For those whose giftings create influence, there is a responsibility to steward their influence. The purpose of God given gifts and leadership within the body is to serve and equip. Those who are mature and gifted have the responsibility to empower and release others without demanding subservience. As the body of Christ, we are supposed to learn to function in this way together.

Living in mutually submissive relationships isn’t always the easiest or most expedient because it requires that our actions and decisions be based in authentic and actual relationships with one another. However it is beneficial that we pursue and work toward this relational atmosphere in order that the work of the Holy Spirit can be reflected in the unity and relationships that occur as we submit to Jesus as the Head and to one another.

As believers, there are a series of methodology which we interpret Scripture through. These methodologies inevitably determine the expression of our faith.

Some believers have the same belief that they were taught from the beginning of their faith walk. In their eyes, their belief is normal, true, and right. Other believers, for various reasons, have had their beliefs challenged. They have had to go through the process of questioning their beliefs, I am not talking about the essentials of Christian dogma, but doctrine and other aspects of church life.

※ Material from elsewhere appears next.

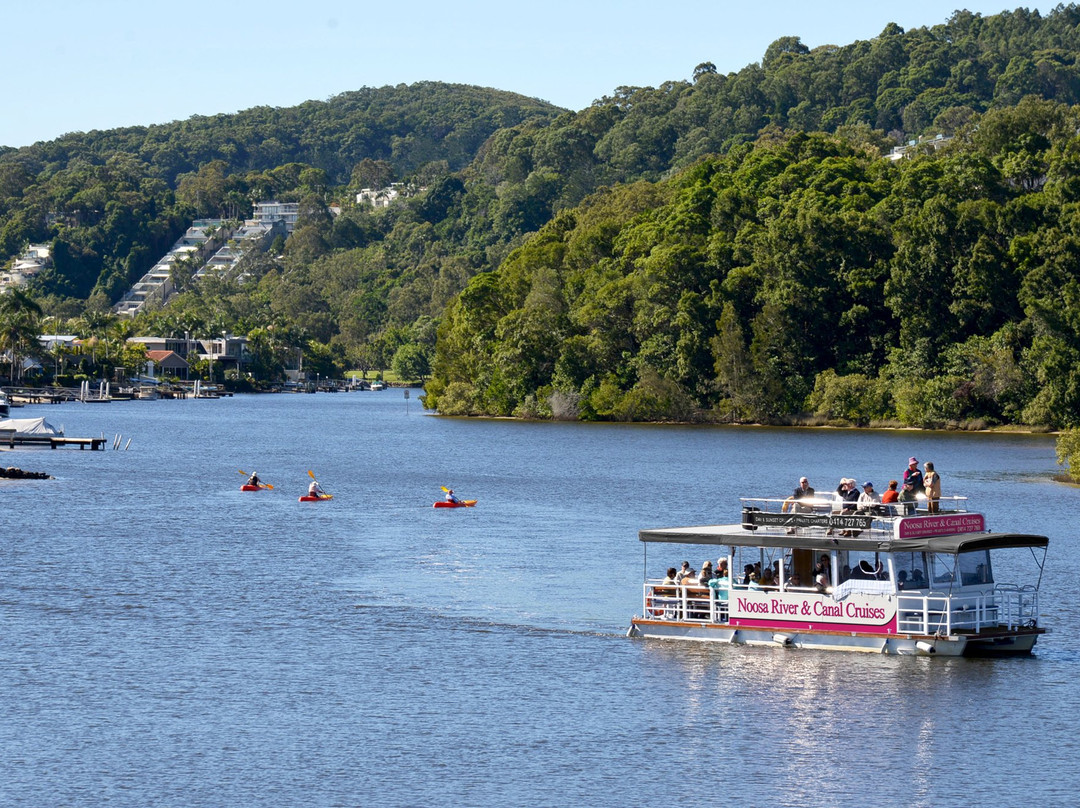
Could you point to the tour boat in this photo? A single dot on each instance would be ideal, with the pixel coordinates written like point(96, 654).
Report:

In rejecting the understanding we have traditionally known, there is a process of coming to terms with a belief that makes sense, that fits our understanding of Scripture and the nature of God instead of a denomination. This is not a case of throwing babies out with bathwater, but rather a process of sifting through the things that we’ve assumed and reconciling them with what we are learning.

The authority structure that I grew up with and thought was normal for the Church was patterned after the world system, which basically involved a leader and a board of elders who were “called” by God to govern the people of that assembly. Being in the pentecostal/charismatic stream there was also a covering of 5-fold ministers to whom the church leaders were submitted. The leaders take very seriously their presumed responsibility to rule and govern the people, and the people take very seriously their submission to these authorities.

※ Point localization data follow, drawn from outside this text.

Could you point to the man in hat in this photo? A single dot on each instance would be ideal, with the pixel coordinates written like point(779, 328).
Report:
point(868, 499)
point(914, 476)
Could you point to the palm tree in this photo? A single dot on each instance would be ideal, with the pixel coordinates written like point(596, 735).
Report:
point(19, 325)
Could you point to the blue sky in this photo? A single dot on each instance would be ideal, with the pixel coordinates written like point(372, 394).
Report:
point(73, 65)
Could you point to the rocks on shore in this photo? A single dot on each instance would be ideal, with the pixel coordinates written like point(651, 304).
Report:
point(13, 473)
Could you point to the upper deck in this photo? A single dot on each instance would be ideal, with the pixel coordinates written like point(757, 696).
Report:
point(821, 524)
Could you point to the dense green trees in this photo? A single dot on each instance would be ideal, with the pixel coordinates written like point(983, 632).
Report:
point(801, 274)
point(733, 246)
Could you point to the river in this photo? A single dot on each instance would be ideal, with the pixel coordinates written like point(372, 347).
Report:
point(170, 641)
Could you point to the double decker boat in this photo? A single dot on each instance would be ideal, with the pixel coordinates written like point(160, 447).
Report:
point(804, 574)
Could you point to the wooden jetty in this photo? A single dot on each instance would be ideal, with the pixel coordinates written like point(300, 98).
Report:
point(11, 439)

After much observation, I have come to the conclusion that this system of hierarchy is damaging both to the people and to the leaders because it causes people to attempt to fulfill roles they were never called to and to miss out on the kind of relationships that God intended.

When we attempt to live in a role of rulership over our brother, we have put ourselves in a position that God never intended. While we may be sincere in doing so, it is ultimately damaging to ourselves and the other person. We presume an authority in their lives that is not ours. This system also causes the followers to sometimes abdicate areas of responsibility and become passive recipients, making unfair demands of the leader.

Not only that, hierarchy is damaging to relationships because it removes the beauty of mutual submission and service which God intends for our relationships. To define our church relationships through the lens of mutuality rather than by government and hierarchy would make a huge impact in our understanding of body life and community. What if we learned to image the nature of the trinity in our relationships with one another?

Instead we have imitated the world’s structures of positional power and actually claimed that they are God’s way. Whether we refer to the Israelites desire for a king or the formation of clergy and papacy in church governments, we see throughout history the establishment of mediators between God and men. While the Father has allowed this mediation, He has not required it. His intention was to have fellowship with man unhindered by mediators.

The world loves its hierarchies and power structures, but it isn’t supposed to be that way among us. The kingdom is to be a radical overthrowing of the hierarchical structures that have been instituted to mediate relationships. Now, there is to be one head of the church, and that head is Jesus. Our relationship with the Father should no longer be hindered by mediation. Our relationships with one another are to be relationships of mutual submission, serving, and preferring one another. This underlying message seems obvious in the New Testament.